Entrepreneurs

Is Success Making You Lazy?

When you’re starting out in business, you are hugely motivated. Everything matters. Every document is double-checked, every social media post is painstakingly planned. You ask for feedback, quiz your friends and agonise over proposals and approaches to make sure they’re exactly right.

Upon reaching a certain level, progress comes a little easier. However, without a conscious effort, success will make you lazy.

When it comes to promoting themselves, established brands have it relatively easy. They’ve amassed a large, loyal customer-base through years of effort and brand-building work that snowballed. Some only have to soft launch a new product to sell out of stock. Their campaigns can’t fail and everything they touch turns to gold. Shareholders are happy. Executives are rich and doors are opened.

Upon reaching this level, it might be easy to coast. To spend less energy on writing great headlines, proofreading your emails, carefully crafting your approaches and honing your message. Who cares, right? Your subscribers will open those emails. They’ll probably buy, and if they don’t then someone else will.

Success creates success

I’ve seen, first-hand, how success in the world of marketing proliferates. My social media agency mainly represents small and medium-sized businesses. The team carefully designs and plans campaigns that will get our clients seen and remembered. However, when applying the same techniques to more established brands the results are dramatically enhanced. It would be easy to rest on these laurels when representing a big brand day-in-day-out.

But success can also render the most resourceful of people and companies lazy, causing them to regress. It’s a trap many have fallen into. Did you know that an intern first bought the idea of a Netflix-like movie streaming service to the Blockbuster chiefs? They didn’t listen; they just laughed. In 2000, Netflix itself approached Blockbuster with an offer to sell for $50 million. The CEO wasn’t interested in the offer because Netflix was a “small, niche business” and at the time was losing money. Now it’s a $6.44 billion revenue company. And Blockbuster is, well…

Polaroid, Toys “R” Us, Tower Records, and Kodak are more big names that reached success and then got lazy. They missed the writing on the wall and acted too established in a fast-changing world. They were blindsided by smaller players who overtook them. More will follow.

Don’t let it happen to you

Imagine how much further your brand might go if you put in just as much effort as you did at the start. If you conditioned yourself and your team to operate in startup mode so you seized every opportunity for growth and you worked on all of your weaknesses, however insignificant.

Tech giants including Facebook hire teams of ethical hackers to find flaws in their system. They want to expose their own imperfections before anyone else. Every product on sports brand SBD Apparel’s production line goes through twelve meticulous checks, to ensure they don’t miss a thread. BMW’s head of iX recently said, “We are trying to behave like a startup. We have small teams, we fail fast, learn and pivot as quickly as we can.”

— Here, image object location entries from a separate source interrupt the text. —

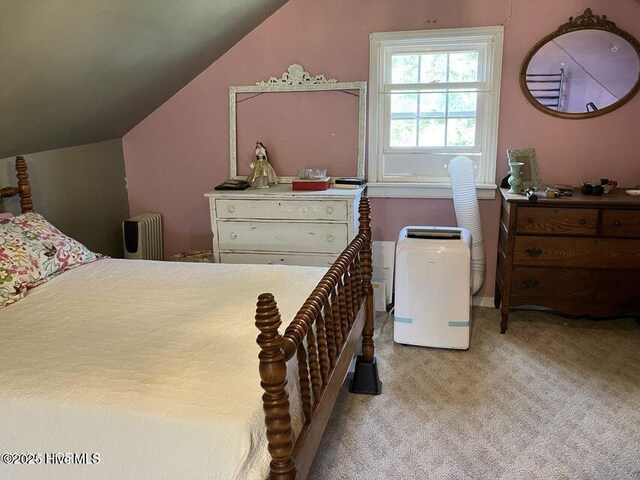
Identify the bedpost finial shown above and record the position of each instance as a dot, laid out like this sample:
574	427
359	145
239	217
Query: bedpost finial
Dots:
364	209
268	320
24	188
275	401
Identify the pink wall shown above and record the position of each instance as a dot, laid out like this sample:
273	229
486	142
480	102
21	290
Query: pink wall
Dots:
181	150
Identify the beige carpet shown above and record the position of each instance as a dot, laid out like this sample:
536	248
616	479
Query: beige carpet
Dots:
551	399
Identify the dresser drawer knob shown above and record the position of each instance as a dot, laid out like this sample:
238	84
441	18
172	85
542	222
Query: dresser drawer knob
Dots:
533	252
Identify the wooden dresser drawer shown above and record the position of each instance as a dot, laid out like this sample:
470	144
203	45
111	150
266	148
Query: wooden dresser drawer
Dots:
556	221
606	253
282	209
540	282
620	223
282	236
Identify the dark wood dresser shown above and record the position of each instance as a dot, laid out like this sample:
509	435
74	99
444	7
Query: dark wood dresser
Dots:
577	255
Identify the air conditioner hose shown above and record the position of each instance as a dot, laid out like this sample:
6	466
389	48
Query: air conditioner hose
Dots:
465	202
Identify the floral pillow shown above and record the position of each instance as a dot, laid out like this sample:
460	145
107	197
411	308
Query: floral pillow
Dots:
19	269
52	252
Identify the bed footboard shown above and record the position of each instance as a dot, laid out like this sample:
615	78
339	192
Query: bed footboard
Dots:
323	336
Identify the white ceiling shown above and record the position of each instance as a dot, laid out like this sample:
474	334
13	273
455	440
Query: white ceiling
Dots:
80	71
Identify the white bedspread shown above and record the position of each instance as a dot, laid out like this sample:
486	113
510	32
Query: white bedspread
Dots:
153	365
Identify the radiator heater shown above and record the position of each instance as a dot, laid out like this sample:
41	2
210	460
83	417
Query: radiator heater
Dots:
142	236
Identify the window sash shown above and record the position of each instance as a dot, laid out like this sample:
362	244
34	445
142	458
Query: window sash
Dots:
487	42
387	116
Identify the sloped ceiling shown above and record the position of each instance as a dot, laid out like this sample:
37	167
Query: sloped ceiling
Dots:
79	71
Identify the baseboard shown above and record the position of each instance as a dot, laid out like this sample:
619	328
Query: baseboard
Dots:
483	302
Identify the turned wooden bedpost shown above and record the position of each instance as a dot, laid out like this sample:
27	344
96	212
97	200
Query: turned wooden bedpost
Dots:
367	273
273	373
24	188
365	378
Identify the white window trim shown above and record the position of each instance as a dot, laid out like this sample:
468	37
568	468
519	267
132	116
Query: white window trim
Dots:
379	42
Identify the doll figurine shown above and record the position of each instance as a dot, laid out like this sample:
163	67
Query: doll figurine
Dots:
262	174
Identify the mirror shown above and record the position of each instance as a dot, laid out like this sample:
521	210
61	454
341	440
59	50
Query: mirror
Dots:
588	67
295	117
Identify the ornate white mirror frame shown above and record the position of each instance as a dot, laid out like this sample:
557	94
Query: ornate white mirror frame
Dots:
296	79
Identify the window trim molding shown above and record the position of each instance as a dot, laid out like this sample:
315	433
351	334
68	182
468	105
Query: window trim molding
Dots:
379	44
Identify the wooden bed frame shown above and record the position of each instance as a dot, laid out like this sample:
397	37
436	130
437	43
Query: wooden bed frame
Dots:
331	320
323	336
23	189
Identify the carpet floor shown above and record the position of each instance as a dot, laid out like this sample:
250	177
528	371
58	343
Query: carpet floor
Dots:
554	398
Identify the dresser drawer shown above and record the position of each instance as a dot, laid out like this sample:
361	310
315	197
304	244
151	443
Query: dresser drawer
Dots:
606	253
282	209
556	221
312	260
620	223
540	282
282	236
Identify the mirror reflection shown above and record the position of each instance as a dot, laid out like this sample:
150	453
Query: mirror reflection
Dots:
586	68
583	71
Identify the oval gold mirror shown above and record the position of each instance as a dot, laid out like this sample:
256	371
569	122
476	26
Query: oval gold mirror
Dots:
588	67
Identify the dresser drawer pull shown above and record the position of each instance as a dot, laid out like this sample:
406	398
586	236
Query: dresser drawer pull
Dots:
533	252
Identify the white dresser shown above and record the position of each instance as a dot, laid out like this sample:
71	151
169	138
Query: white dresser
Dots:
280	226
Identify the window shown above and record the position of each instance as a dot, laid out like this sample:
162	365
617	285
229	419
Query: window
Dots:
434	95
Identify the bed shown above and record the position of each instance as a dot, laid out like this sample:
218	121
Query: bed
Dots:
157	373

In the book, The Bezos Letters: 14 Principles to Grow Your Business Like Amazon, comprising lessons from copies of Jeff Bezos’ letters to his shareholders, the last principle is to “make every day, day one”. It’s solid advice. Run every day like you’re just starting out. Operate with the same enthusiasm and attention to keep your brand fresh and growing.

Set yourself high standards and keep reaching them. If you’re now consistently hitting the sales and exposure numbers that you once only dreamed of, up your game to make the growth exponential.

Take the notes, apply the feedback, scrutinize the reviews, talk to customers and keep your eyes and ears on the future. Pre-empt every market change and prepare yourself for every economic shock. Take calculated risks and keep taking them. Be known for what you did do rather than what you didn’t do. Always be improving your offering and looking for ways to surprise and delight your customers.

Times change, technology advances and that cash cow might not remain a cash cow without consistent and concerted efforts in the right direction. Momentum can take you so far, but manual pushes never go amiss. Don’t let success make you lazy.